In this case, pushing the cooler air through salt (or some other desiccant) absorbs excess water. This makes it possible to achieve lower temperatures without increasing humidity.
- 2 small baskets with holes in them (I found 2 perfect ones for 1.00 each at Dollar Tree)
- 1 basin large enough to fit small baskets in completely (I used a round bowl for 1.00 from Dollar Tree).
- Plastic canvas (costs approximately $3.00 in craft section at Wal Mart)
- empty square water bottle (I used the 1 gallon clear container from Dollar Tree)
- Solar submersible water pump (about 10.00 on eBay)

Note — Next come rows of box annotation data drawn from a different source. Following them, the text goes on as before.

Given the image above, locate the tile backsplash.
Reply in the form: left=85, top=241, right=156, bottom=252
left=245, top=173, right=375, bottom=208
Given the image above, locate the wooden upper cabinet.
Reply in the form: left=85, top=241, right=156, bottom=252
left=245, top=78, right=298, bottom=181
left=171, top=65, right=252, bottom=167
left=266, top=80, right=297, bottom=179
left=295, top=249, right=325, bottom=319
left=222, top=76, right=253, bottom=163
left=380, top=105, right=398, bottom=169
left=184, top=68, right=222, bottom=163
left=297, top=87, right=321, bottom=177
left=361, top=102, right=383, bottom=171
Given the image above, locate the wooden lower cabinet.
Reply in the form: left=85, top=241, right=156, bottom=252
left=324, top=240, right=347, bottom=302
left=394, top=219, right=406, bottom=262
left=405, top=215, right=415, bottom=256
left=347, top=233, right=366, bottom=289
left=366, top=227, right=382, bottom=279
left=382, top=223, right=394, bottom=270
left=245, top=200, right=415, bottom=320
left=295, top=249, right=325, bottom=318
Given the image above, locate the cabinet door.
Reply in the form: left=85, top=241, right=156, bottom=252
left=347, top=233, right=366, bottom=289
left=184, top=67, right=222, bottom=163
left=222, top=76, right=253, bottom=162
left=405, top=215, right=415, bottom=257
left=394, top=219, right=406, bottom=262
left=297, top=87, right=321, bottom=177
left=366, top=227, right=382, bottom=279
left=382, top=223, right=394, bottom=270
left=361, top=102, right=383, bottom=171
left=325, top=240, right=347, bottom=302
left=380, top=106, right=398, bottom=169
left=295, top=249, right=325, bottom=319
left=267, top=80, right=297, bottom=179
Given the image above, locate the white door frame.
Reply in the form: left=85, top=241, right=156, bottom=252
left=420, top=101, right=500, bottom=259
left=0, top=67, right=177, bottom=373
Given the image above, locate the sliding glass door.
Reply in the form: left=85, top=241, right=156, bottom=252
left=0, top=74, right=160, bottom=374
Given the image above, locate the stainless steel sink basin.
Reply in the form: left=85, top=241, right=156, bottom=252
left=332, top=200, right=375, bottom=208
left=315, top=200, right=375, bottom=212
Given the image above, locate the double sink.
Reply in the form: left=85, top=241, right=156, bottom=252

- Disposable wash cloths or any other material that air blows through easily (also just 1.00 at Dollar Tree; or cheapest fabric you can find in Wal-Mart).
- Coffee filters
- Table salt (or some other desiccant)
- Duct tape
- Twist ties
- Small fan (a desktop computer fan, or just about anything else will do)
- Aquarium airline tubing (1.88 in Wal-Mart)
- Small saw
Steps to Build
1. Cut a hole in the bottom of one basket so that fan fits through without falling in.
2. Cut water bottle down so that it is no higher than the rim of one basket. This forms a water reservoir.
3. Punch holes in airline tubing (this creates a soaker hose). Do not put holes in the end of the airline tubing where it will attach to the pump. Soaker holes should only be in areas that touch the cloth.
4. Cut plastic canvas so that it is tall enough to reach about 3/4 way out of lower bucket. You should be able to place top bucket over the lower one without problem. It should also sit low enough so that the fan does not touch the canvas.
5. Tape canvas to reservoir.
6. Cut fabric to fit over the canvas and reach about half way into the reservoir.
7. Cut slits in the fabric so that you can weave airline tubing through the fabric. This will make soaking easier and more efficient. You may need to add additional rows or poke more holes in the airline tubing to get adequate soaking throughout the entire fabric.